Periodieke inventaris

In een periodiek voorraadboekhoudsysteem wordt de voorraadrekening regelmatig bijgewerkt, meestal dagelijks, maandelijks of driemaandelijks. GAAP-standaarden vereisen dat bedrijven voorraadaankopen continu opnemen in een afzonderlijke account, mogelijk met de titel 'Aankopen'. Als u bijvoorbeeld een week per maand een aankoop hebt gedaan, voegt u na elke aankoop een vermelding toe aan het account 'Aankopen'. Vervolgens gebruikt u aan het einde van de maand het account 'Aankopen' om items toe te voegen aan de inventaris 'Voorraad' en andere voorraadrecords bij te werken.

Perpetual Inventory

Onder het perpetual inventory system worden voorraadrekeningen automatisch en continu bijgewerkt.
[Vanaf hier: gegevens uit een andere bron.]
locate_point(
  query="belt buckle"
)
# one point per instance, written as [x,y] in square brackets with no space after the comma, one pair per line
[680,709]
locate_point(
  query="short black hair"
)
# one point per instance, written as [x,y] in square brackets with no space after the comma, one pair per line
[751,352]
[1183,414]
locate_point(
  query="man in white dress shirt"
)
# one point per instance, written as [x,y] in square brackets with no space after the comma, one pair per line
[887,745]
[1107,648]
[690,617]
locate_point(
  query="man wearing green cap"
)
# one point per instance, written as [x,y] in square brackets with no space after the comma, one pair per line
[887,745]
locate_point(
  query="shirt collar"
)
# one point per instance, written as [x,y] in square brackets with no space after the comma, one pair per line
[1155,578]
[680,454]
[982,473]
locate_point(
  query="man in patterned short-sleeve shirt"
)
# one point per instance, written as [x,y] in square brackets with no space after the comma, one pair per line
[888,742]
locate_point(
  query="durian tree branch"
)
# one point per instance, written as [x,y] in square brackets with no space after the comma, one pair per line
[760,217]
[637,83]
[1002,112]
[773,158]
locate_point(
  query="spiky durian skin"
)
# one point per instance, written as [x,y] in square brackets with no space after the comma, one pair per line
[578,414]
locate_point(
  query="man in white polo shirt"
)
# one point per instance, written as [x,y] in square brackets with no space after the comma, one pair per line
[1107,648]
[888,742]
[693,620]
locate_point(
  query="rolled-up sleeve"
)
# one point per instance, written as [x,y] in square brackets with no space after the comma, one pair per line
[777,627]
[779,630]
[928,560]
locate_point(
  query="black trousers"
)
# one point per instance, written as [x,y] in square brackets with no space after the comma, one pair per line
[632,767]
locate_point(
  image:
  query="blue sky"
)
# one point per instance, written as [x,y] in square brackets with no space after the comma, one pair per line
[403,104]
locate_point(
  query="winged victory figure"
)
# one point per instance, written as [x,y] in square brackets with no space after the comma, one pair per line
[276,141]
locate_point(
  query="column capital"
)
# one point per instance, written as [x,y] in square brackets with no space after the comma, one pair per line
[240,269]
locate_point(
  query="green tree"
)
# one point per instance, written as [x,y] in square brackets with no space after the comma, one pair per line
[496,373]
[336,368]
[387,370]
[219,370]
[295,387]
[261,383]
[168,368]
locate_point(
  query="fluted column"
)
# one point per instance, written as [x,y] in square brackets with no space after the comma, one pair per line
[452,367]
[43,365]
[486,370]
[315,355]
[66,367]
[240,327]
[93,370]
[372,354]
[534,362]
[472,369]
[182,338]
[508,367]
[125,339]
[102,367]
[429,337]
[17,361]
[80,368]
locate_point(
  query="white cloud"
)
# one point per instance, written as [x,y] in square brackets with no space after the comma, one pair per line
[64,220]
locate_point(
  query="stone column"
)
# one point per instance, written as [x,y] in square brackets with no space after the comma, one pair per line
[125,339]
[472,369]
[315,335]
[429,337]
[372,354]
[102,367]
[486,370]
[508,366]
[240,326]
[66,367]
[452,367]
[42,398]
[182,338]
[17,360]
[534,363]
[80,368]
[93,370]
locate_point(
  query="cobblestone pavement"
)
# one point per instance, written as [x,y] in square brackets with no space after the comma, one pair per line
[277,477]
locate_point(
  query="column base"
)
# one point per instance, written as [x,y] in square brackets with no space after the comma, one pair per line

Vooruitgang in computer- en netwerktechnologie maakt permanente voorraadsystemen mogelijk en voor de implementatie van dit type systeem zijn uitgebreide technologische kosten nodig. Point-of-Sale-systemen die rechtstreeks zijn verbonden met boekhoudsoftwarepakketten kunnen de boekhouding en andere voorraadrecords direct bijwerken met behulp van informatie van barcodescanners, identificatielabels voor radiofrequenties of kassierinvoer.

LIFO

De last-in-laatste-uit voorraadboekhoudmethode is minder praktisch dan zijn tegenhanger, de first-in-first-out methode. LIFO-inventarisadministratie gaat ervan uit dat de laatst gekochte artikelen het eerst worden verkocht. Hoewel dit de werkelijke verplaatsing van goederen weerspiegelt in een klein aantal bedrijfstypen, zoals timmerhout en grintwerven, gebruiken de meeste bedrijven deze techniek om specifieke boekhouddoelen te bereiken.

FIFO

De FIFO-methode gaat ervan uit dat de oudste voorraad als eerste wordt verkocht. Dit weerspiegelt perfect de stroom van goederen voor verkopers van bederfelijke artikelen zoals producten, en biedt een goede benadering voor een breed scala van andere bedrijfstypen. Onder FIFO worden de oudste niet-verantwoorde kosten toegewezen aan verkochte artikelen totdat de gekochte hoeveelheid tegen die kosten is bereikt.